Maya Asher, 31, mental and behavioral health therapist and poet

Why are you going?

“I am going because I couldn’t stop thinking about being in D.C. I thought about my nieces and my mother, grandmother, and great-grandmother, and all the work generations before me had done as well as all the work needed going forward. Everything in my bones pulled me in this direction. ... I want to model for my nieces empowerment and solidarity (fighting for morals and ethics especially with how others are treated) even when faced with such hateful and willful ignorance.”

What would you say to Trump if you were to meet him face to face?

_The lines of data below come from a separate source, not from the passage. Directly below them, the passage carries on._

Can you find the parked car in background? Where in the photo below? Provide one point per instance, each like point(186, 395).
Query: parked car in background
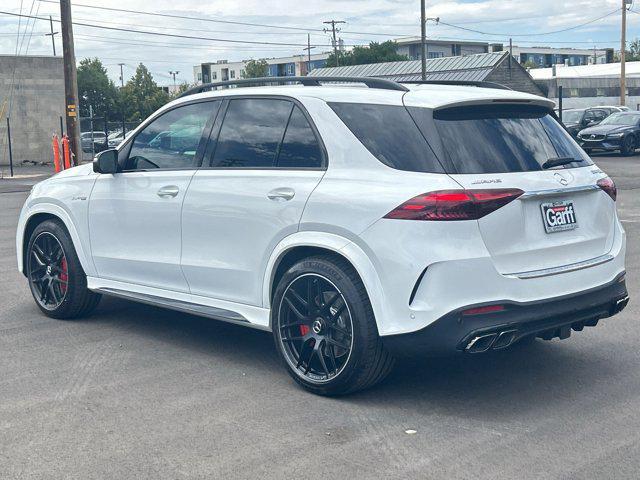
point(99, 140)
point(575, 119)
point(618, 132)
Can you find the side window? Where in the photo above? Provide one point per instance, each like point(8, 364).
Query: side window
point(600, 115)
point(251, 133)
point(300, 148)
point(171, 140)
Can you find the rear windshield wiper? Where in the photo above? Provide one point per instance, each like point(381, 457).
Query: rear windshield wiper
point(557, 162)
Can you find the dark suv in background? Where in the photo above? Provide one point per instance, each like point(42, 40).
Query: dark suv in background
point(576, 119)
point(618, 132)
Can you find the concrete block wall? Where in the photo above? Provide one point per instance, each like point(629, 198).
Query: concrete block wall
point(34, 105)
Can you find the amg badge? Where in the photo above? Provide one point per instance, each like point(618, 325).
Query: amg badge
point(558, 216)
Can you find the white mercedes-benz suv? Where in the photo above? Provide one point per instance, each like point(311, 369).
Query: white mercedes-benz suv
point(356, 221)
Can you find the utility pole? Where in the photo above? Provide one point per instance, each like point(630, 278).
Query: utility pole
point(333, 24)
point(52, 35)
point(623, 48)
point(423, 38)
point(174, 77)
point(70, 79)
point(121, 74)
point(308, 49)
point(124, 125)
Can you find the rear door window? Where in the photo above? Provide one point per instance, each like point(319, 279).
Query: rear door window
point(251, 133)
point(502, 138)
point(300, 147)
point(390, 134)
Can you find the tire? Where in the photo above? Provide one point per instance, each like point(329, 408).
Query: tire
point(325, 330)
point(56, 278)
point(628, 146)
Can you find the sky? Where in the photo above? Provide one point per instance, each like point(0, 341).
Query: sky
point(527, 22)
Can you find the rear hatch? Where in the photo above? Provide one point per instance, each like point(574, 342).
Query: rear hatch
point(561, 218)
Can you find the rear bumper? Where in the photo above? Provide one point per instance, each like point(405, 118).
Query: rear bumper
point(481, 332)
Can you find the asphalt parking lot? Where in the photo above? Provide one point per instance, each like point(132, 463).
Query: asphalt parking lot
point(138, 392)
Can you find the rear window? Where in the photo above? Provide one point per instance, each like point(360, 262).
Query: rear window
point(390, 134)
point(502, 138)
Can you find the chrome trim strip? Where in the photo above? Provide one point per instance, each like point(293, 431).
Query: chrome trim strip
point(572, 267)
point(558, 191)
point(187, 307)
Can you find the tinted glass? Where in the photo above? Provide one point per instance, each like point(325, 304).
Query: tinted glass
point(300, 148)
point(504, 138)
point(390, 134)
point(621, 119)
point(251, 133)
point(171, 141)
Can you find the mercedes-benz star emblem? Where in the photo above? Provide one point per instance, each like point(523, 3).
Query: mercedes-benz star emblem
point(561, 179)
point(317, 327)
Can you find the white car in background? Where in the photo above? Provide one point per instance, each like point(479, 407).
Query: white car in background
point(355, 223)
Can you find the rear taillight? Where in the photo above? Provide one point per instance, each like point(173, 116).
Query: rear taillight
point(609, 187)
point(450, 205)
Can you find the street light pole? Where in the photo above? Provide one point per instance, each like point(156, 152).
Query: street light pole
point(174, 77)
point(623, 48)
point(52, 35)
point(308, 49)
point(335, 41)
point(423, 38)
point(70, 78)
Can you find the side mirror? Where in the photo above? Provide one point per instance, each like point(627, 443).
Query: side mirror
point(106, 162)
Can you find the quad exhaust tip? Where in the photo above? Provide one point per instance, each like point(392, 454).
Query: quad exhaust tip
point(495, 341)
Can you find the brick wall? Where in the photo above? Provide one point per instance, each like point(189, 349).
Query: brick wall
point(34, 105)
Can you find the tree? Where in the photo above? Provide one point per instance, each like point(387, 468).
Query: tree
point(255, 69)
point(96, 89)
point(374, 53)
point(141, 96)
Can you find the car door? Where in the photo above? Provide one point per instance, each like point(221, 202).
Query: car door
point(134, 216)
point(266, 159)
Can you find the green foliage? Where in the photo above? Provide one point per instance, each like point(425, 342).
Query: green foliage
point(255, 69)
point(374, 53)
point(96, 89)
point(141, 96)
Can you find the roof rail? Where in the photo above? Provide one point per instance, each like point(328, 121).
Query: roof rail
point(468, 83)
point(370, 82)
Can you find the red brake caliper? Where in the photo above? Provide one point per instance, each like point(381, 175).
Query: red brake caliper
point(64, 276)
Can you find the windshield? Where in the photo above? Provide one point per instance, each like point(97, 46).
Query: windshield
point(572, 116)
point(501, 138)
point(621, 119)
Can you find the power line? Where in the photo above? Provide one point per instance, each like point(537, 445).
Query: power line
point(174, 35)
point(617, 10)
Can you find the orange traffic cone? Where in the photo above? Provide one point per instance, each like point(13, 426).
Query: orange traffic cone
point(66, 152)
point(56, 153)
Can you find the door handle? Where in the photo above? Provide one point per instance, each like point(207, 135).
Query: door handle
point(168, 191)
point(280, 194)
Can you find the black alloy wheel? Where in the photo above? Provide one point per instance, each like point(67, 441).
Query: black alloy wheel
point(56, 278)
point(48, 271)
point(316, 328)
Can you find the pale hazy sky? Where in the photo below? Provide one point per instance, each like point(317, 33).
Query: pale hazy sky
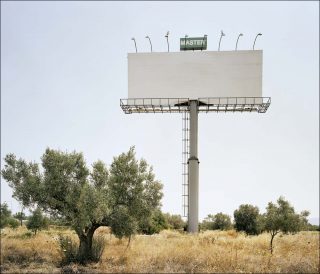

“When you reach the end of your life / get to the other side (whatever afterlife you believe in) and you realize you can’t take fame, power, or money with you ... will you still think it was worth it? Will you feel your life contributed to those you leave behind?”

What do you hope this will accomplish for future generations of women?

“It will show our solidarity and our ability to rise up against oppression, power, greed, hate, and absolute social regression. Many people would throw their hands up and surrender and we will not. Even if we are not this time successful — I’d rather fight for this cause to set an example of what’s important and what is really worth fighting for rather then be complacent”

Nancy Avery, 51, retired fire captain

Why are you going?

“I bought my ticket three days after the election to settle my stomach. My immediate reaction was fight and flight! Fly to D.C and fight for the rights of my children, family and everyone’s future. I need to go to the capital and make a presence, be a voice and tell anyone and everyone that we as a country must not retreat. We must continue to push forward for women’s/family issues and rights. That human equality is a must and that racism will not be tolerated. I was taught that actions speak louder than words and that I needed to ‘show up!’ I can make a difference. We all can.”

What would you say to Trump if you were to meet him face to face?

“If I had a word with DT, I would just say, ‘I oppose you and am willing to take you on.’”

What do you hope this will accomplish for future generations of women?

“What we will accomplish by marching in D.C. and all marches being held across the country and the world is to show unity. It shows that by investing money, time and hard work in a cause, that change can be made. By thousands, no hundreds of thousands marching on the 21st of Jan., show DT and the votes in government that we are watching, taking notes and putting on our gloves. We are here to fight for our democracy and willing to risk it all. Then we are going back to our homes and communities to protect our neighbors from the vile hatred that has reared its ugly head.”

These interviews were conducted by Arizona Daily Star reporter Angela Pittenger.